ルーキーイヤー以外、Aクラスを知らない高橋周平 ©文藝春秋

「周平で負けたら仕方ない」

 与田剛監督のもっとも秀逸だった采配は、高橋周平にキャプテンを任命したことだと思う。

 1月4日、与田監督に呼び出された周平は、「あぁ、トレードか」と思ったという。冗談めかしているが、このことは2019年1月時点の周平のチーム内でのポジションを如実に表している。今思えば信じられないが、春季キャンプまで周平はまだ「定位置争い」をしていたのだ。

 キャプテンに任命されて「エッ~、マジ~」とうろたえていた周平だったが、みるみるうちに自覚と責任が生まれてきたようで、「チームが盛り上がるようにやっていきたい」「第一にチームを考えてやりたい」と繰り返し言うようになった。キャンプでは先頭に立って、とにかく声を出しまくった。

 周平が大切にしていたこと、それは「準備」だ。「地獄」と呼ばれる大島洋平の自主トレに参加して下半身を鍛え上げ、オープン戦ではデーゲームが始まる5時間前からランニングする姿が目撃されていた。「やれることはすべてやる」。それが今年の周平だ。

「間違いなく今年はきつい1年になると思っています。絶対にいっぱい悩むことが出てくるだろうし、壁にも絶対にぶつかる。それは今、すでに覚悟しています。だから、乗り越えるためには、準備だと思う」

 サードとして開幕戦に名を連ねた周平は、打撃と守備でチームを牽引していく。4月後半には不振に陥ったが、「歩く修理工場」こと立石充男巡回コーチのアドバイスをきっかけにして立ち直った。「自分はホームランバッターじゃない」と確信し、タイミングを取ることに集中した。

 そこから5月の活躍はご存知のとおり。打率4割1分7厘、猛打賞はイチロー、川上哲治らと並ぶプロ最多の8度を記録し、月間MVPに輝いた。プロ8年目にして初めての受賞。だが、筆者は輝かしい記録よりも、とある敗戦が記憶に残っている。

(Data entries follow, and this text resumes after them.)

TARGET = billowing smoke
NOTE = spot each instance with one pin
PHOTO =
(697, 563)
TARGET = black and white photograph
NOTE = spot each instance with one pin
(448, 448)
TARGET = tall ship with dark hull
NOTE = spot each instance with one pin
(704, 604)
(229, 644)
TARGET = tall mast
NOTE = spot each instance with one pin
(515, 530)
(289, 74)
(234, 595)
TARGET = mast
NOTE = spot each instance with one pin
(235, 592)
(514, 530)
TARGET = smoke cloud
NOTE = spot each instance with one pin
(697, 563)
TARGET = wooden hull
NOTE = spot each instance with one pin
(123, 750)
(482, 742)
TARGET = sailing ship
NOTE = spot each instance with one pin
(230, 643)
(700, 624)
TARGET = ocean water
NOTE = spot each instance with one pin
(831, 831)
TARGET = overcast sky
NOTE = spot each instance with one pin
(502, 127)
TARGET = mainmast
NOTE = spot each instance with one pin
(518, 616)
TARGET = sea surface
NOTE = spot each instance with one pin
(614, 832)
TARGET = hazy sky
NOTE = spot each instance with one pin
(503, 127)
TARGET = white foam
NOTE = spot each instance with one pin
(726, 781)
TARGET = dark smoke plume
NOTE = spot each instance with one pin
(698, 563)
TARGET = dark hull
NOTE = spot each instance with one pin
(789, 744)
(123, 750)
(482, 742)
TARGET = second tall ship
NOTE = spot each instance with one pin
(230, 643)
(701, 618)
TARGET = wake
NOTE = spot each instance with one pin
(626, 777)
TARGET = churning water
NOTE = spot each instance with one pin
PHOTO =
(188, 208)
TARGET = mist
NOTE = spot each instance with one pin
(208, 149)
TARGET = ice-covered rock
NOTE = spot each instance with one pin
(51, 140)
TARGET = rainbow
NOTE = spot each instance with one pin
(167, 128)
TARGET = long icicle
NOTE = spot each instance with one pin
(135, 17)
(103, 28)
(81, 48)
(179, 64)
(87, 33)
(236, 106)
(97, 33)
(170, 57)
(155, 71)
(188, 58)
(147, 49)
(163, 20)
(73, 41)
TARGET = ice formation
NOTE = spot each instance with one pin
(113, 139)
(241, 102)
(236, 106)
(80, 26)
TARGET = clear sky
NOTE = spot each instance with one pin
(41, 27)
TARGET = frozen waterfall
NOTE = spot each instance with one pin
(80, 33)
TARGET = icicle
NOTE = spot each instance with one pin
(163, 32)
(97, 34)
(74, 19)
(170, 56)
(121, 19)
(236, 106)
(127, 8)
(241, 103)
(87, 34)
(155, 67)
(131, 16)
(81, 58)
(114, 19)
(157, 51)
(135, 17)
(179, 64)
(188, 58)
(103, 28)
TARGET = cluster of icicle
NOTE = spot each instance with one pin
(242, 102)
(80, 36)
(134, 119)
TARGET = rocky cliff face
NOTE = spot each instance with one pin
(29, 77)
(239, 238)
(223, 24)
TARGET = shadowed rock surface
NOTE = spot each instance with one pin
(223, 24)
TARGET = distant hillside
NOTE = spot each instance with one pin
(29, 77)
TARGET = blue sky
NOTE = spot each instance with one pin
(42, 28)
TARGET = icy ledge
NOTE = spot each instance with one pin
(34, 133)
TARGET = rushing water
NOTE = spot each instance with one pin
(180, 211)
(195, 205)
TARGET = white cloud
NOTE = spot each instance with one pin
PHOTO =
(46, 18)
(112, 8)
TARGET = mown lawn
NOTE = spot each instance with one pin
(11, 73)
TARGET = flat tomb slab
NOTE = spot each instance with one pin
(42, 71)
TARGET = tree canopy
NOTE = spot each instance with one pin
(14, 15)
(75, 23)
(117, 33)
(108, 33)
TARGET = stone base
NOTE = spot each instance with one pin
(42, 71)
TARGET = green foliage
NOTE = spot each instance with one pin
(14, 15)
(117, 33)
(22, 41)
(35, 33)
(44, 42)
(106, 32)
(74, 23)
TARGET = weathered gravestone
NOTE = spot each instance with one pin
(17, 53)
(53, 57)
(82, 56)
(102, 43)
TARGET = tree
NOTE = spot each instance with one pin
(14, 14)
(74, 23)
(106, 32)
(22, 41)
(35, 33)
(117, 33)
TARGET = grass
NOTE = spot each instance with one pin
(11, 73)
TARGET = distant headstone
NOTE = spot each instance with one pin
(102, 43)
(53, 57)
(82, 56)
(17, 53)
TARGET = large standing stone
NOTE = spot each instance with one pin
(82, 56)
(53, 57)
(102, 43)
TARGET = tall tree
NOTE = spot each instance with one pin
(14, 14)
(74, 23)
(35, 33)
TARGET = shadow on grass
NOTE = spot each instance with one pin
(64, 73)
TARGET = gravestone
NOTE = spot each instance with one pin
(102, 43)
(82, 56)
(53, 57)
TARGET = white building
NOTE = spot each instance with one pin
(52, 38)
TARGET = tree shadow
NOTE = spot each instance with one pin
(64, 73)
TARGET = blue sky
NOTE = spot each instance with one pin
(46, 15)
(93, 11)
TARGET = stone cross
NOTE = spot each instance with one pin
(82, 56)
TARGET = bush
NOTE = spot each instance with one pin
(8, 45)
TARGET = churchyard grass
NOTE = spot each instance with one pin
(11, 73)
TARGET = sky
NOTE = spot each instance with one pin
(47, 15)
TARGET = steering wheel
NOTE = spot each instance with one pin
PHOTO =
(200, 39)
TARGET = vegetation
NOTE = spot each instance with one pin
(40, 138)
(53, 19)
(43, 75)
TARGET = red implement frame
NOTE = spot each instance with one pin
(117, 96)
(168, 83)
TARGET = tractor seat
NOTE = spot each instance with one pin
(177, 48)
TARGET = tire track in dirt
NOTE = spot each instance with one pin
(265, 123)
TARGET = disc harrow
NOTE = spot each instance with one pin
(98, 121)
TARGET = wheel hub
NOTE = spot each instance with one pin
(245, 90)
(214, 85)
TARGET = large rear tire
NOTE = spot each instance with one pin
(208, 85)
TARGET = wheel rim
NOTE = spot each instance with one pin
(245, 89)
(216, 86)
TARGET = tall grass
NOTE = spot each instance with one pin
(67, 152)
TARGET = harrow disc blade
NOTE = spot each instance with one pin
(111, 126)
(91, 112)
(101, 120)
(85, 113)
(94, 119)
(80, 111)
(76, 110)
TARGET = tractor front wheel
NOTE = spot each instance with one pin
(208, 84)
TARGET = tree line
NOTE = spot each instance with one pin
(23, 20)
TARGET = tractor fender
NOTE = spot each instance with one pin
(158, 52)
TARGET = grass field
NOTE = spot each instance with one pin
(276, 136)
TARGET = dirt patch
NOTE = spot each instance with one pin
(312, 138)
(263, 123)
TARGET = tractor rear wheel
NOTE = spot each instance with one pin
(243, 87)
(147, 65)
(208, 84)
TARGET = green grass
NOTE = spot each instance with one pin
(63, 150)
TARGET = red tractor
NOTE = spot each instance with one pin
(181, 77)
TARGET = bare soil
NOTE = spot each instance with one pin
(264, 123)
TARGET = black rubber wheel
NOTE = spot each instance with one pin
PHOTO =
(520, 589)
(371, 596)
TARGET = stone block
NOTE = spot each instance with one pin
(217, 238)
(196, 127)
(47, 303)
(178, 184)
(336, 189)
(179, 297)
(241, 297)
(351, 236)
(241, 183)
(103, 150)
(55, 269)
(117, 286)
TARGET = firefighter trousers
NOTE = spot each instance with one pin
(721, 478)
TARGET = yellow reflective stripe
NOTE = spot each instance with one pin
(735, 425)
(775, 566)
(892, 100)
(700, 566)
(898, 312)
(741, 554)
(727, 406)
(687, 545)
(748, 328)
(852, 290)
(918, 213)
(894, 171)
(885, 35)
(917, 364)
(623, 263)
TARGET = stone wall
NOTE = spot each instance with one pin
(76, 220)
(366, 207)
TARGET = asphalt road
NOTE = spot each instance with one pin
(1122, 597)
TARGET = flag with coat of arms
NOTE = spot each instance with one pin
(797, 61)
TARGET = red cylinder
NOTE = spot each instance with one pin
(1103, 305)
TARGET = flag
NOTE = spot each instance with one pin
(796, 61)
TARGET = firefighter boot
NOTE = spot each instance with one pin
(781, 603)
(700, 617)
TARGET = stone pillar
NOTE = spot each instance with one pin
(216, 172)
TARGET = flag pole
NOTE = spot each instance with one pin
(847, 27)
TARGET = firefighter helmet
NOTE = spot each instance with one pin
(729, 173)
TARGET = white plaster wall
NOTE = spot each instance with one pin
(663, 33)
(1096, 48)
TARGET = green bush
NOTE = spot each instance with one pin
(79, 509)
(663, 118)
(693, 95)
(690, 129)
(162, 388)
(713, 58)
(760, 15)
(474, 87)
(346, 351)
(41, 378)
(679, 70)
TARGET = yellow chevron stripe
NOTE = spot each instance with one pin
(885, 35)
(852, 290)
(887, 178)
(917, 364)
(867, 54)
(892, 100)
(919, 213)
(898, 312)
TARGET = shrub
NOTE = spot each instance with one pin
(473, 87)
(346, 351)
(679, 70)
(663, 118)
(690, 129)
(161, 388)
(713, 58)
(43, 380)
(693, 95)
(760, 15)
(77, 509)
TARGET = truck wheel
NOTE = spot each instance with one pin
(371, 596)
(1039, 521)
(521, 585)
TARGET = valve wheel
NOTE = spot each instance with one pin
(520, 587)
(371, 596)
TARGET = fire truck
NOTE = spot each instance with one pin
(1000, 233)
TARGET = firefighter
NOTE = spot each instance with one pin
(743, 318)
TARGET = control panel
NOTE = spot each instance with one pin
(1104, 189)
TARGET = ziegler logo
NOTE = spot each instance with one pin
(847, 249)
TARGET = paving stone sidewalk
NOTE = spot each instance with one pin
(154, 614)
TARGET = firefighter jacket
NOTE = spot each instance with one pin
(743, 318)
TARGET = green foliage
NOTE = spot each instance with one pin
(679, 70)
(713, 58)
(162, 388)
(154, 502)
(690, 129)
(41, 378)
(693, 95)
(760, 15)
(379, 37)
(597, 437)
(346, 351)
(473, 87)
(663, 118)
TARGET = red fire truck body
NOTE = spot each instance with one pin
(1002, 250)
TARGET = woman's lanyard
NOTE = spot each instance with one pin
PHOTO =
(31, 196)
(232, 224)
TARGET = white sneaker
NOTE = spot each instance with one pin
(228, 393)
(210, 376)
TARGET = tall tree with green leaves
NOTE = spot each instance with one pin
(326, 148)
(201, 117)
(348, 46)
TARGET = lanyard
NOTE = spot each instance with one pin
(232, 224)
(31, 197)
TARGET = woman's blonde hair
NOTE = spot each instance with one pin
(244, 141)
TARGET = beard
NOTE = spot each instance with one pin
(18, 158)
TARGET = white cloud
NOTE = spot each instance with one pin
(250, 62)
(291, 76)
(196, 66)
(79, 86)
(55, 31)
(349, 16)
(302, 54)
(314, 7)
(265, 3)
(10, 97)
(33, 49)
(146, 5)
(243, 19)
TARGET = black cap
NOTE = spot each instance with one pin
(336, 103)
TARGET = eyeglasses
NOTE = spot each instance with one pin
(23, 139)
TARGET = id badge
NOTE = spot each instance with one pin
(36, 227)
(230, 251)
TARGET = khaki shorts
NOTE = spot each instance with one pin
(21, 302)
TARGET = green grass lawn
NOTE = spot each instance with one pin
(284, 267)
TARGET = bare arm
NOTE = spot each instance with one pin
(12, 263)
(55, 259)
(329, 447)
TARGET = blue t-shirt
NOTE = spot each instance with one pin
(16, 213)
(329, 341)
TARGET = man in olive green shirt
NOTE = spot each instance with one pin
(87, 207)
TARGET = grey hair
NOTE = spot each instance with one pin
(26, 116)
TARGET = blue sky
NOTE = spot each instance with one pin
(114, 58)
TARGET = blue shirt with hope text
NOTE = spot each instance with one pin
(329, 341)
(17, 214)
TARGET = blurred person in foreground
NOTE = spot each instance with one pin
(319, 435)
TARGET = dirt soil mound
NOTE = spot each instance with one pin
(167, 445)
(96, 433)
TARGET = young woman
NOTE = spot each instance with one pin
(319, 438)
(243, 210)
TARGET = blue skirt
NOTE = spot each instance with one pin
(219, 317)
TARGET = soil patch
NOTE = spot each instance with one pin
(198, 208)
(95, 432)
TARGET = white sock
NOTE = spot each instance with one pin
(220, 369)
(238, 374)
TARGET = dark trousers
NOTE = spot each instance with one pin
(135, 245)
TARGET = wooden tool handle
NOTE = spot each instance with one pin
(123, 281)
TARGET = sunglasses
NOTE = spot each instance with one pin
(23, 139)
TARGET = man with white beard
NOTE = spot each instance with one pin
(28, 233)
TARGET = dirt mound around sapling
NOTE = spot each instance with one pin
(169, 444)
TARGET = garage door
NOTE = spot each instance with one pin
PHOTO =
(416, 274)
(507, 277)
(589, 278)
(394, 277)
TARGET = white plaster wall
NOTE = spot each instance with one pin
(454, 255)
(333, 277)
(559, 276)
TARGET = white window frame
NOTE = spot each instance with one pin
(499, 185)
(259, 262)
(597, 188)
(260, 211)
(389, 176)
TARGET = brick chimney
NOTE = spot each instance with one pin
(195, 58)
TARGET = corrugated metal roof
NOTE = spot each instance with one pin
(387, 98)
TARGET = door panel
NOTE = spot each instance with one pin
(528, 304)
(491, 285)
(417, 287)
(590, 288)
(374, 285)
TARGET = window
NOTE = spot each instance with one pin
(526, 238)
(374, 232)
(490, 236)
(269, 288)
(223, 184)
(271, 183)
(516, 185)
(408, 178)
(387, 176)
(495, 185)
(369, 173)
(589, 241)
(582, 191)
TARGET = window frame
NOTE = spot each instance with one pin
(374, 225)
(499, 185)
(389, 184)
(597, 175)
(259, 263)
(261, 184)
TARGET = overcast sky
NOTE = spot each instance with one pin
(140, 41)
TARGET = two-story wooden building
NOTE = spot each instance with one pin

 5月29日、ナゴヤドームでのDeNA戦。1点リードされた延長11回裏、2死一三塁のチャンスで打席に立った周平だが、山崎康晃のシュートの前にセカンドゴロに倒れてゲームセット――。そのとき、驚きの光景を見た。SNSに「周平で負けたら仕方ない」というドラゴンズファンの声があふれたのだ。ここまでファンの信頼を得る選手になったなんて……。まるで『風の谷のナウシカ』のラストで王蟲の群れがナウシカ(周平)を蘇らせたシーンに見えて、胸が熱くなったものだった。